Mid-Vegetative Soybean Flooding and Water-Logging

Soybean fields flooded during mid-vegetative development can have a reduction in root and shoot growth, nodulation, photosynthesis, and ultimately yield potential.

What to Consider

Soybeans can be at a variety of growth stages during midseason. Partially submerged plants have an increased chance of survival compared to completely submerged soybean plants. Water-logging, where roots are flooded without plant submergence, is also common. Several factors influence potential soybean damage:

  • Growth stage during flooding/ponding
  • Length of time plants were flooded/ponded
  • Temperature (soil and air)
  • Drying rate and soil type

Yield Impact

Yield loss results from reduced root growth, shoot growth, nodulation, nitrogen (N) fixation, photosynthesis, biomass accumulation, stomatal conductance, and plant death from disease and physiological stress.
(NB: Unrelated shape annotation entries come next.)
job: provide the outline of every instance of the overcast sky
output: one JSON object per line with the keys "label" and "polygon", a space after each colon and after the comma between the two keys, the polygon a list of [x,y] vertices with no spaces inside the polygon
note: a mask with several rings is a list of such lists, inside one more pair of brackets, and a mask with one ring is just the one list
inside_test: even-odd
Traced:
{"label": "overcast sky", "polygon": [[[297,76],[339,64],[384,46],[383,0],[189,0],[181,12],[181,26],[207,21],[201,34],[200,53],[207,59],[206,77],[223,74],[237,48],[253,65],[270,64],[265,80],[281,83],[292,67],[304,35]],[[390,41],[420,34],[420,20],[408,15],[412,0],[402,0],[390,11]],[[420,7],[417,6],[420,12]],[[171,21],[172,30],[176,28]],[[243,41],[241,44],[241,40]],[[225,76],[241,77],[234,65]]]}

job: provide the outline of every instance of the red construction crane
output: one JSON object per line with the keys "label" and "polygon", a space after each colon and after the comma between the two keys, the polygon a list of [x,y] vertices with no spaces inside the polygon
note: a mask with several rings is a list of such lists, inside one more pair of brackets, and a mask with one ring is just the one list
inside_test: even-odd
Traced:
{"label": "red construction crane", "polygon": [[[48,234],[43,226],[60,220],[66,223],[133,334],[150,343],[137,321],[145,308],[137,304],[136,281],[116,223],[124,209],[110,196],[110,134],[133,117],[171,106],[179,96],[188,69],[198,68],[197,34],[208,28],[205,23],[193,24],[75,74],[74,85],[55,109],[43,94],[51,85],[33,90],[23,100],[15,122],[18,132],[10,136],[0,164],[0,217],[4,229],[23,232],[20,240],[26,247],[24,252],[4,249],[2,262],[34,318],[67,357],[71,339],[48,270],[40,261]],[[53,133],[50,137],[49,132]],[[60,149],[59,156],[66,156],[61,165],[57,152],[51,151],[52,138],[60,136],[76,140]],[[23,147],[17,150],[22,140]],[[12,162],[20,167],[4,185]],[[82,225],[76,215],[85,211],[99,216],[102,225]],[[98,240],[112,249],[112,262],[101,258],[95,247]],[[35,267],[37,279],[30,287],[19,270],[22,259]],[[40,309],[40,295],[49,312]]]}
Soybeans completely submerged for 48 to 96 hours generally survive.1,2

Flooding for four (or more) days delays plant growth, shortens plants, and reduces node number.

Flooding for six days or more is expected to have a negative effect on yield.

· A week of flooding may result in significant or 100 percent stand loss.1

· Wide range of yield loss may be experienced depending on environmental conditions and soil types (Table 1). In cooler temperatures, submerged plants are expected to live longer with slowed respiration. Warm temperatures increase respiration and oxygen is consumed quickly.3

· Potential soybean yield loss from water-logging could be 17 to 43 percent during vegetative stages and 50 to 56 percent during reproductive stages.2

· Presence of soil borne diseases and differences in soil texture affect the response of plants to flooding.

Figure 1. Partially submerged plants have an increased chance of survival compared to completely submerged plants.